Today there is a young EMT at one of the hospitals -- a cute girl maybe 21, who has heard about my partner and me, but has never met us. When she hears my partner has been working in the city fifteen years, she tells him she was in kindergarten when he started.

Later outside in the ambulance, one of my partner's first partners sees him and comes over. He is a cop now -- ten years on the force and now a detective. They commiserate about ex-wives, and then the cop says he has remarried, has two kids, owns his home outright along with both his cars, and is looking forward to retiring with a big pension in ten years when he is 47.

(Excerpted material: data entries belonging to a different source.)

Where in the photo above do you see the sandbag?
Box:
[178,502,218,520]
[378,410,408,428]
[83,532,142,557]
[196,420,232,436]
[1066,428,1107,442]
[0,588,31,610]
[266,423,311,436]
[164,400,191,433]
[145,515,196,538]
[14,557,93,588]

Waiting in triage, my partner and I were fooling around with the automatic blood pressure cuffs. My reading was 114/74. My partner's was 177/98. He was bothered by that. Later back at the same hospital, we take our pressures again. I am 112/70. He is down to 138/92. I can see the relief in his face.

***

After work tonight, he brings all his uniforms in to operations and hands them to the guy who checks the run forms to see if we have filled out the billing properly and gotten all the necessary signatures. That guy was on the road for years himself, until he hurt his hip too badly to work. They shake hands and wish each other well. My partner also hands in his fob and ID. There is no supervisor there to say goodbye. We shake hands and I wish him well, and we say what a great time it has been, and what a good man you are. We hold the handshake a little longer than you normally might. Then he punches out and leaves.

***

Every morning we worked together, my partner would insist on checking the oil, then grumble about how many quarts the car was down. "Guess what?" he said on the last morning. "It's my last day. I'm not checking the fucking oil."